Recall that ABIM's former Direector of Test Security was never formally disclosed to physicians in 2008, nor was his departure from ABIM last year. That individual used an online alias that never hinted at his past nor disclosed his relationship with the shady test security firm, Caveon, with whom the ABIM is using for their (unsecure) Knowledge Check-in's. It was only after a Puerto Rican physician who was sued by the ABIM for possible copyright infringment (a case which they lost), that the true identity and troubling background of ABIM's Test Security Director became known. That Test Security Director's also worked (works?) for Caveon. Caveon uses a former Ballard Spahr (ABIM's legal team) lawyer, Mr. Marc Weinstein, to target test-takers they feel may have cheated. This opens a huge Pandora's Box of concerns for physicians who undergo online "continuous certification." The potential to ruin a physician's hard-earned reputation and professional credibility on the basis of an online proctor's insinuation of an errant keystroke pattern or suspicious gaze during testing without due process is real. And Caveon's system test security system offers no credible safeguards against identity or credit card theft, or mirror-imaging of our computer's files or keystrokes for their purposes.
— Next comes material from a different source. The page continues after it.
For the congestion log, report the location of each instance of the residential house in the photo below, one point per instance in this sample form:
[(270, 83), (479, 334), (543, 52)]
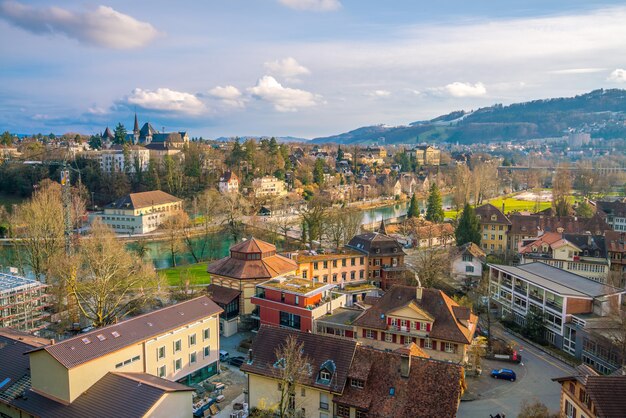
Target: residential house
[(584, 393), (140, 213), (385, 257), (295, 302), (426, 155), (580, 254), (426, 317), (268, 186), (126, 369), (528, 226), (558, 295), (494, 226), (343, 267), (23, 303), (228, 183), (251, 262), (467, 262), (348, 380), (614, 213)]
Are physicians really going to allow such testing tactics to occur in our own homes?

Not only no, but hell no.

This MOC® craziness has to stop. It is now officially violating physicians' civil liberty protections.


Thursday, March 01, 2018

Medical Subspecialty Societies Rush to Bail Out ABIM

The American College of Cardiology (ACC) and Heart Rhythm Society (HRS) are negotiating with the American Board of Internal Medicine (ABIM) and the American Board of Medical Specialties (ABMS) on how best to preserve the Maintenance of Certification (MOC®) educational product for their mutual interests.

The ACC Board of Governors will be meeting at the ACC scientific sessions in Orlando in early March to decide how best to continue the educational and financial benefits of MOC® for their organizations. Each of these organizations have significant financial and political conflicts of interest with the unproven MOC® "continuous education" program that was foisted on physicians as a quality and patient safety measure above and beyond conventional Continuing Medical Education credits in 1990.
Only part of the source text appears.